While reading the book, I agreed with most of the points that Eagleman made, the most important of which are outlined above. My one challenge with Eagleman, however, was the practicality of the “law & order” system he wished to implement. A society that completely absolves its members of guilt or any sense of personal responsibility may not be the most effective. However, I should be clear that Eagleman merely mentioned this as his ideal. He was most likely aware of just how difficult it would be to implement such a system.

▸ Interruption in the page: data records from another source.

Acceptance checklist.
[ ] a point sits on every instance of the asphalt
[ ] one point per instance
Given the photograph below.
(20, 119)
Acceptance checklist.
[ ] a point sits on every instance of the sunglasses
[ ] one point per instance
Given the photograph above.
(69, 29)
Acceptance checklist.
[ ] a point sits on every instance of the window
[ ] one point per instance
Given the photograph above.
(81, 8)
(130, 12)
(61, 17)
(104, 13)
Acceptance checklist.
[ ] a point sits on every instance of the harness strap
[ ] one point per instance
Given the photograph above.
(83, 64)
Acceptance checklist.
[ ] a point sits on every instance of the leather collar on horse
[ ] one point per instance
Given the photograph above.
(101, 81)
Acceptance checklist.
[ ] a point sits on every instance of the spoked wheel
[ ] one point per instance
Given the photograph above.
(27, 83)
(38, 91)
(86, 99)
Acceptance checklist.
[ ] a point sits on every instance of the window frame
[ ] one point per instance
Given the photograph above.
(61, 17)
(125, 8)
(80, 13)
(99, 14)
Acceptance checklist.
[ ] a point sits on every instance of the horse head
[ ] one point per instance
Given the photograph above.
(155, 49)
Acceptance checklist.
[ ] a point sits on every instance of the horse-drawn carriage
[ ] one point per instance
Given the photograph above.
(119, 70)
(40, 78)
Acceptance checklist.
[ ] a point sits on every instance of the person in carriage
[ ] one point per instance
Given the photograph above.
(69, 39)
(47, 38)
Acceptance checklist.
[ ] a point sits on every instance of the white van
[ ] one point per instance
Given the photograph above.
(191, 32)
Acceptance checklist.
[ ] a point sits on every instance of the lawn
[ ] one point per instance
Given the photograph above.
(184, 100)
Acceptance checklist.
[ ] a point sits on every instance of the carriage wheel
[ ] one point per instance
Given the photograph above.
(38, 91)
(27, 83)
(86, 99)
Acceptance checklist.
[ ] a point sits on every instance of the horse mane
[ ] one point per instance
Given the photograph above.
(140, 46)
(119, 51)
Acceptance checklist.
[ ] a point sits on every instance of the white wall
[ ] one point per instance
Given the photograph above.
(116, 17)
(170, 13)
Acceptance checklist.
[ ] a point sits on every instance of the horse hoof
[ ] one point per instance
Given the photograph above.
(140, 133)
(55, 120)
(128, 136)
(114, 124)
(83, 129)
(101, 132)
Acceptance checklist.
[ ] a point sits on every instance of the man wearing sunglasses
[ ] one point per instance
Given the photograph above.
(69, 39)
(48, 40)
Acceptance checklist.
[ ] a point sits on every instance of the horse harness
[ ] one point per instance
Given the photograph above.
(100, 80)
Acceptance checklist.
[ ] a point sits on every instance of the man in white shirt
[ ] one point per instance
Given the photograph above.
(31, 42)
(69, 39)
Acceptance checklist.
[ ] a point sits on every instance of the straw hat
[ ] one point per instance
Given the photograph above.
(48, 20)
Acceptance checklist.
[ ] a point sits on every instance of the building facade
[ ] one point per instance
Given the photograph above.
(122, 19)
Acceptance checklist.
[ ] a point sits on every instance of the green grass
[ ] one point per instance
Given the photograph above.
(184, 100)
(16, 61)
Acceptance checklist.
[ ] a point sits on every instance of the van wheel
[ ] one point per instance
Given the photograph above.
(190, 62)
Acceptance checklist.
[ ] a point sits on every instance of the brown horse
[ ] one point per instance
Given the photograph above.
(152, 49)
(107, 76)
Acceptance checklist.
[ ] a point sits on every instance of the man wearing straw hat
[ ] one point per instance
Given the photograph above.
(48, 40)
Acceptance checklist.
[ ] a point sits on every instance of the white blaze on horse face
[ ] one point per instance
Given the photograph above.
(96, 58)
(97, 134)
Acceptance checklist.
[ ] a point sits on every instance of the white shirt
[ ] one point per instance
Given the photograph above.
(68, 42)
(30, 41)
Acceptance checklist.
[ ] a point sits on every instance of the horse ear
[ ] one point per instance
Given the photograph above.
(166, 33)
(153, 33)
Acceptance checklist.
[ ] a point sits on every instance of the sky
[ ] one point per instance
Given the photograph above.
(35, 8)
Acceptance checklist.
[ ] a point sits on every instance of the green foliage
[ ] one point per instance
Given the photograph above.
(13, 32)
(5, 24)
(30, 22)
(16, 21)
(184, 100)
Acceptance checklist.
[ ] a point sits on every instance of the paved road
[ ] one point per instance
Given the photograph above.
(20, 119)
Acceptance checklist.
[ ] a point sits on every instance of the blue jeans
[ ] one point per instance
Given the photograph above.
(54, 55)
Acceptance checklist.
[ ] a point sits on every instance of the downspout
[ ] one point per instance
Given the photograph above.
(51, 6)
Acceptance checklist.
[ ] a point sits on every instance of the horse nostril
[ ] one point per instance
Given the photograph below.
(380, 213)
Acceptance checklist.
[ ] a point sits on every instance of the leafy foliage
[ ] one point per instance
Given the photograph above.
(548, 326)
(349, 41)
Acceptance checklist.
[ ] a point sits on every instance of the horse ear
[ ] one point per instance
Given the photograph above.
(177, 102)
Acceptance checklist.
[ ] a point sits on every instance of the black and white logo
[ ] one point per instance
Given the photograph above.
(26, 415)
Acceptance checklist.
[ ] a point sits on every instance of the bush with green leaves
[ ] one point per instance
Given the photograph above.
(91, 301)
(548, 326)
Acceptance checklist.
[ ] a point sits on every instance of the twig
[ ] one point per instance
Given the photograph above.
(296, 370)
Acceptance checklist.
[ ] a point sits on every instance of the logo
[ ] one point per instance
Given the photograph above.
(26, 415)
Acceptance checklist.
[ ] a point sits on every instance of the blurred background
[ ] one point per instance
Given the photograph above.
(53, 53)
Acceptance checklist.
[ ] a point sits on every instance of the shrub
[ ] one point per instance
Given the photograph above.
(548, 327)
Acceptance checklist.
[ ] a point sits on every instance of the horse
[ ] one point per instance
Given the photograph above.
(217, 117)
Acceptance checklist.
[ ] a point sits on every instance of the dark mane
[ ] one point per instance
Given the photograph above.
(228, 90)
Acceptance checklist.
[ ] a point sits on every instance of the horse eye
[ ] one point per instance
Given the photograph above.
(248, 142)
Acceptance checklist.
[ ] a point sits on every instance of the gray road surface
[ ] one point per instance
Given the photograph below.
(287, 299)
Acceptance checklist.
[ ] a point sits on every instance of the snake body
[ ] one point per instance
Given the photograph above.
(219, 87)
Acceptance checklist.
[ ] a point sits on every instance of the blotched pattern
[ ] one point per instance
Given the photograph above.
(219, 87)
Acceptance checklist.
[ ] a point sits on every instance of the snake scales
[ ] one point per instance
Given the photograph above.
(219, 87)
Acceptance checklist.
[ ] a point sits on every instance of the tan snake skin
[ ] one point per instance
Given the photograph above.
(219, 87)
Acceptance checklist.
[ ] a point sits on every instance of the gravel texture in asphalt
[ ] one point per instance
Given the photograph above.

Eagleman certainly is a skilled writer who is able to convey his thoughts and opinions very effectively. That he made an ordinarily dull topic such as neuroscience interesting is certainly a testament to his ability to capture an audience. And he does this through relevant and unique examples. For this reason, I recommend the book to any reader, even if they don’t think they’d find themselves interested in the topic. Whether or not Incognito will “blow your mind” depends on your preexisting thoughts and beliefs on the topic. But I can say that reading the book will offer a new, very interesting perspective.